ASIC owners don’t want “mystery config.” They want clear onboarding that works across Antminer, WhatsMiner, and Avalon dashboards: ports, worker format, backup URLs, and proof the pool stays online during stress. That’s why production pools lean on multi-region gateways, monitored node layers, and tight payout controls.

  • Multi-region Stratum gateways: reduce stales and keep farms connected during peering hiccups.
  • Vardiff tuned per class of miner: small/home miners and big farms can coexist without rejected share spikes.
  • DDoS survivability + runbooks: a pool can’t “grow” if it collapses during the first attack.
  • Secure ops: hardened wallets, payout guardrails, backups, and tested restores.

If you’re planning a pool build (BTC/BCH and other SHA‑256 chains), see: multi‑region Stratum architecture, security hardening, and managed ops & monitoring.

FAQ & common search queries

Is my Antminer / WhatsMiner / Avalon compatible with any Bitcoin pool?

For SHA‑256 pools, compatibility is mostly about Stratum behavior and the correct port. If your miner can enter a Stratum URL, credentials, and a worker name, it can typically connect.
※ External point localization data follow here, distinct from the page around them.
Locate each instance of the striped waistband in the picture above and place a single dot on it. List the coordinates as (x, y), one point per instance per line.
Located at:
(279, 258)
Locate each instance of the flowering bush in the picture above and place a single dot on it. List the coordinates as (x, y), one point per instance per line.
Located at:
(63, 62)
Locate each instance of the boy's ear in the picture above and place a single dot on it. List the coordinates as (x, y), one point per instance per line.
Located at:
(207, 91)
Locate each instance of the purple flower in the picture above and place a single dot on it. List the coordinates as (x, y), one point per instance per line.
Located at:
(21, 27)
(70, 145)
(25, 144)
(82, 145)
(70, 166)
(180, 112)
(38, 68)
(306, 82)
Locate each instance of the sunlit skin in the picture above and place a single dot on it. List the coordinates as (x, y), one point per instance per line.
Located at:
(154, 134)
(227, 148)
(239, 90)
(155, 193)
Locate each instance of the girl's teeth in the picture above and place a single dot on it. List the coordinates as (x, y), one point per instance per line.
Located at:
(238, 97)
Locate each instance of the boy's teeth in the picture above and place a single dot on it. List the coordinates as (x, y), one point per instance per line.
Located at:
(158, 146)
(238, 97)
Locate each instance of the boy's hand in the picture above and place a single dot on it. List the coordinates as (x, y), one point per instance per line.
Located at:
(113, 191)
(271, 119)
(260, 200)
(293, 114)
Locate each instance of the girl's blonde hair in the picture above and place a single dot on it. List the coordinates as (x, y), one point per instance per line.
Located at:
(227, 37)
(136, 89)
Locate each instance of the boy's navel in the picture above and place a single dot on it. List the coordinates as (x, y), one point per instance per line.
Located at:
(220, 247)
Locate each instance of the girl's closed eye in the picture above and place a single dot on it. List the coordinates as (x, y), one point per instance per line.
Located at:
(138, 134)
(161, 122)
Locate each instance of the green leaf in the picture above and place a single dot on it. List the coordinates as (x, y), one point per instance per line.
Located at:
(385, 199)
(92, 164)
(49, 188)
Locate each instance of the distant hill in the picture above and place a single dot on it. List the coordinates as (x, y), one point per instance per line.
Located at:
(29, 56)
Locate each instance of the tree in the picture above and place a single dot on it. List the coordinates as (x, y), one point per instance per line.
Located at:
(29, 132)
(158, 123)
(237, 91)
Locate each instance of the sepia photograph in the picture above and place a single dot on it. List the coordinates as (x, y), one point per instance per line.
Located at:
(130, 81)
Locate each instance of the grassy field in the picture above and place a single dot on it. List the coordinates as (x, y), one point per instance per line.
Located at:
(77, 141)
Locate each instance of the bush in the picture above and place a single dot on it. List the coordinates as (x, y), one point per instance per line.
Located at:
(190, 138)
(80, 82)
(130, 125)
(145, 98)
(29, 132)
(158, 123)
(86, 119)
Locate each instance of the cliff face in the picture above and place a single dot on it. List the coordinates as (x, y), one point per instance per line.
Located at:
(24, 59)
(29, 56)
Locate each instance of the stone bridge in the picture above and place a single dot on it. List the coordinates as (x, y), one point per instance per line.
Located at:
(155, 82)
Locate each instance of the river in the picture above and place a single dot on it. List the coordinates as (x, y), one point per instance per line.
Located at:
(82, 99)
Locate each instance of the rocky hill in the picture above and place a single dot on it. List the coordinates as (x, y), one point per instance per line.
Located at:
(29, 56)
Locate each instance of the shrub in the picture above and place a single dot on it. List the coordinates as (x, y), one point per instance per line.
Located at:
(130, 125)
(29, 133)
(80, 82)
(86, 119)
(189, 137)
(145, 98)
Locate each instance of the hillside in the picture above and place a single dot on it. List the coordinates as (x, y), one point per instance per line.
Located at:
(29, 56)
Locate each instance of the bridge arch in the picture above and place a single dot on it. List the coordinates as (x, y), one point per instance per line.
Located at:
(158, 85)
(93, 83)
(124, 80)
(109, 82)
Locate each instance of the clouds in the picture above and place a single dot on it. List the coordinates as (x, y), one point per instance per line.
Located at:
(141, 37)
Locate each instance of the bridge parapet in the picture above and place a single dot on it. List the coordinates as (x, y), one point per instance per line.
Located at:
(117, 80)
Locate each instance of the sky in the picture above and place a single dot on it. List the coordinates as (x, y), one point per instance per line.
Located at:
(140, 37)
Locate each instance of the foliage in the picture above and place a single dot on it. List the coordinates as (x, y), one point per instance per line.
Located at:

Pools that publish clear onboarding docs dramatically reduce rejects and support tickets.

Why do I see hashrate but no accepted shares?

Hashrate alone can be misleading. Accepted shares confirm the pool is receiving valid work. Check algorithm/port, DNS, firewall rules, and that your worker format matches the pool’s expectation.

Do I need custom firmware to join a pool?

No—stock firmware usually works. Custom firmware can help with tuning and efficiency, but pools should be compatible with standard Stratum clients first. If you do tune, do it gradually and monitor rejects and temperature margins.

Can you build a pool that markets to ASIC owners?

Yes. Beyond the backend, we help you publish onboarding pages that cover the brands and model families miners actually own, with simple steps, ports, and troubleshooting—so the page converts search traffic into connected hashrate.